Batının geleneksel üretim kaynaklarında oluşan sıkışmalar gerek kalite ve fiyat gerekse teslimat açısından uygun olan Türk ihraç ürünlerini öne çıkarmıştır.

Konteyner taşımacılığındaki sert krizin yarattığı taşıma zorluklarını, ülkemizin coğrafi konumu nedeniyle farklı seçeneklerle aşabiliyor olması da önemli bir nedendir.

Olayı çok daha fazla dağıtmadan yoruma buradan girelim.

Alıcılar geldiler amma geldikleri gibi de gidebilirler…

Kuşkusuz bu ortamın nimetlerinden faydalanmamız gerekecektir amma bunu yaparken de kantarın topuzunu kaçırmamak şarttır.

Hazır alıcılar etrafta diye kendimize daha fazla pay kapabilmek için rekabeti unutup, birbirimizden nasıl iş koparırız çabasının, ileriki günlerin iş imkânlarının mayınları olduğunu bilelim.

Lütfen 30 Ağustos Zaferi’ni hazırlayan o insanların yaptığı gibi akıllı stratejilerle ciddi bir sinerji yaratmaya çalışarak, önümüze gelen bu olanakları gelecek günlerimiz için de kullanabileceğimiz imkânlar olarak elimizde tutalım.

Benim Türk ihracatçısına olan güvenim her zaman en tepe noktadadır.

Ancak, yönetim ve strateji konularında yeterliliklerimizin zayıf olduğunu da kabul etmemiz gereklidir.

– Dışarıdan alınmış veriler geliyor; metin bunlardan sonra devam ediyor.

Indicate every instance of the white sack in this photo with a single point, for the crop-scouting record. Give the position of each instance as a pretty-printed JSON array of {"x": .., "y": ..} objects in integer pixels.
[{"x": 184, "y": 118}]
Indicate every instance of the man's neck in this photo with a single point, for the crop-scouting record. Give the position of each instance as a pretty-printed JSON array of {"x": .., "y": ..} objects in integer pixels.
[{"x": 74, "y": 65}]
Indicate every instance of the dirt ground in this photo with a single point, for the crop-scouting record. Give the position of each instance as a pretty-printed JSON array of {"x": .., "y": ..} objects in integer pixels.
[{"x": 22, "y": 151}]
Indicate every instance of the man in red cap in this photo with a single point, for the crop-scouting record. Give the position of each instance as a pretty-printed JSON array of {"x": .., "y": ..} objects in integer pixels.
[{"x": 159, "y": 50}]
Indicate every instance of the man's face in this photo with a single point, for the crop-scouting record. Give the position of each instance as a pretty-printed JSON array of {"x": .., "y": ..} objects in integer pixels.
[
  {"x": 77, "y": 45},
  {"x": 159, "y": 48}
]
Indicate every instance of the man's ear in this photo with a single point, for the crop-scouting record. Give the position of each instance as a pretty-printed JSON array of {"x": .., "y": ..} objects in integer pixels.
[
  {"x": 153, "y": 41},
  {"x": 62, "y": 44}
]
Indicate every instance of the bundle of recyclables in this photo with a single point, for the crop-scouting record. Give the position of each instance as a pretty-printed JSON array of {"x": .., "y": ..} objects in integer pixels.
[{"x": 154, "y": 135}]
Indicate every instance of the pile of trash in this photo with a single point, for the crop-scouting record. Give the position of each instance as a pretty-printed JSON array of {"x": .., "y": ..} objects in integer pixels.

“Kim Yapacak” sorusunun cevabını hızla verebilecek seviyeye geldiğimiz günlerde, önümüzün kesilmesi çok da mümkün olmayacaktır.

Bize daha çok “İhracat Yöneticisi” gereklidir.

Akıl yürütecek, strateji kuracak ve sürdürülebilir bir yönetim sergileyebilecek yöneticiler.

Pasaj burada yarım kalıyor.